14- L'illettrisme en entreprise : un phénomène tabou

141- Les salariés en situation d’illettrisme se cachent

Les salariés en situation d’illettrisme cachent souvent leur “ handicap ” dans leur entreprise en adoptant des stratégies de contournement. Certains par exemple s'arrangent pour que leur handicap ne soit pas révélé dans leur milieu de travail car ils vivent cette situation comme une honte. Ces stratégies consistent pour eux à se créer leur propre univers de références et leurs propres moyens de détection et de régulation des dysfonctionnements. Pour cela, ils évitent ou même rejettent l'utilisation de documents écrits susceptibles de révéler leurs difficultés et se servent de leur expérience pour donner l'illusion d'une maîtrise des opérations. C'est souvent à l'occasion de changements dans l'organisation et le contenu du travail ou de l'introduction de nouvelles technologies que se révèlent des situations d'illettrisme insoupçonnées jusqu'alors. Dans certains cas, seul l'encadrement de proximité avait connaissance des difficultés de lecture ou d'écriture de certains employés et compensait cette lacune en prenant lui-même en charge une partie du travail. Ce comportement constitue un glissement de fonction et une gêne pour assurer les tâches qui relèvent réellement de la fonction d'encadrement, même s'il est jugé valorisant.
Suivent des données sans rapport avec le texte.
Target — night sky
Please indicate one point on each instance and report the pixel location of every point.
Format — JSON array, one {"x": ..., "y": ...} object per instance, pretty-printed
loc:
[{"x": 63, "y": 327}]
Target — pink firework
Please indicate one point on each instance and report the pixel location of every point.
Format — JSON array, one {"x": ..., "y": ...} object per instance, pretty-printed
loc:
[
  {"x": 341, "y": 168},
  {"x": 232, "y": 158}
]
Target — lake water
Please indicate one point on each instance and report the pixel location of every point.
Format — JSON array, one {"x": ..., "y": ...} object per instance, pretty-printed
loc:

Dans certains cas, des salariés en situation d'illettrisme s'adressent à l'insu de leur employeur à des organismes de formation à l'extérieur de l'entreprise par peur que leur handicap soit découvert.

142- Les entreprises cachent les situations d'illettrisme et ne savent pas comment s'y prendre

Même lorsque les membres de la direction connaissent l’existence de salariés illettrés ou analphabètes, ce qui n’est pas toujours le cas559, ils n’aiment pas en parler car ils jugent cela à la fois dévalorisant pour leur image, voire risqué pour l’obtention ou le renouvellement de la certification qualité. Une autre raison expliquant le fait que les entreprises occultent l'illettrisme est qu'elles ne savent souvent pas trouver des méthodes adaptées et peu coûteuses pour remettre à niveau les personnes illettrées. En outre, elles manquent d’informations sur les possibilités d’aides financières pour la réalisation d’actions de formation de remise à niveau.
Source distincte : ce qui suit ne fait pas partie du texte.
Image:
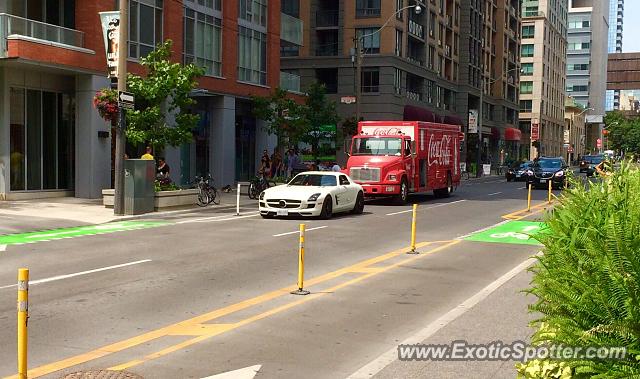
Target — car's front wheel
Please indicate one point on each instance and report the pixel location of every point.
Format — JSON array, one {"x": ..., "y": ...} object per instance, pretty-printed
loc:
[
  {"x": 327, "y": 208},
  {"x": 358, "y": 208}
]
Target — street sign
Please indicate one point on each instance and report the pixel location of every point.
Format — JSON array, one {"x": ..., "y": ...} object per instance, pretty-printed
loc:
[
  {"x": 126, "y": 100},
  {"x": 535, "y": 132}
]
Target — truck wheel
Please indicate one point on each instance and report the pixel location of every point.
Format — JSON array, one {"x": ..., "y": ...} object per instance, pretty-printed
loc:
[
  {"x": 402, "y": 198},
  {"x": 445, "y": 192}
]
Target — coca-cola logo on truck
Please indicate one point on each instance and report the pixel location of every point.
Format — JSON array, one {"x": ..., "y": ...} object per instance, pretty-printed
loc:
[
  {"x": 440, "y": 151},
  {"x": 386, "y": 131}
]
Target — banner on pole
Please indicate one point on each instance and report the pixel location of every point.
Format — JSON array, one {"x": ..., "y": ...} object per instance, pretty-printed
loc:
[{"x": 111, "y": 33}]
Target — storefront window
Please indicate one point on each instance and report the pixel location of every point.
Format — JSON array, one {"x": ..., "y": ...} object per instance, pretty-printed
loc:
[{"x": 42, "y": 140}]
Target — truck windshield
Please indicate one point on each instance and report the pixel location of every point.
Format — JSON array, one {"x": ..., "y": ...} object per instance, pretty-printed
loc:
[{"x": 377, "y": 146}]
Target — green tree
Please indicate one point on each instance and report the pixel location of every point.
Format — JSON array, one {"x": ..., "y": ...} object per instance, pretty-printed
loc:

Le résultat de ce manque de prise en compte explicite du problème de l’illettrisme est que la plupart des entreprises excluent les personnes illettrées, soit en les faisant partir en priorité lors des plans sociaux, soit (surtout) en évitant de les recruter. On pourrait ainsi annoncer la résolution progressive du problème de l’illettrisme en entreprise par le fait d’une externalisation quasi-totale des personnes illettrées. Nous pouvons ajouter à cela qu’en France, la plus grande partie des budgets de formation est focalisée sur les cadres et techniciens ce qui tend à accroître l’écart entre le personnel hautement qualifié et ceux de bas niveau de qualification.

143- Les syndicats se sentent peu concernés

La faiblesse de la représentation syndicale et les caractéristiques des relations sociales en France ont jusqu’à maintenant contribué à mettre de côté le problème des personnes illettrées et de faible niveau de qualification. D’une manière générale, les thèmes dominants défendus par les syndicats portent plutôt sur les salaires, la durée et les conditions de travail ou les classifications plutôt que sur la formation560 malgré l’existence d’une commission formation au sein des Comités d’Entreprise.

Plusieurs raisons ont pu être avancées pour expliquer cette lacune. La première est que les syndicats et les instances de représentations du personnel mettent d’abord en avant les revendications de leurs adhérents, ce qui ferait passer au second rang la défense de l’emploi et des personnes en voie d’exclusion. Une autre raison est qu’à l’instar des dirigeants, les syndicats ne sont pas suffisamment informés sur les méthodes et les aides adaptées pour remédier à l’illettrisme en entreprise.

Notes
559.

Voir par exemple le cas de l’enquête publiée par « Partenaires », n°48 le 1er février 1994 montrant que la plupart des responsables de PME ne distinguent pas les situations d’illettrisme des situations d’analphabétisme et sont dubitatifs sur les possibilités de faire évoluer les salariés faiblement qualifiés.

560.

Voir par exemple le cas d’une enquête de la SOFRES parue dans « Entreprises et carrières », n°429 du 07 avril 1998 où 70 % des salariés interrogés pensent que la formation n’est pas la priorité des syndicats.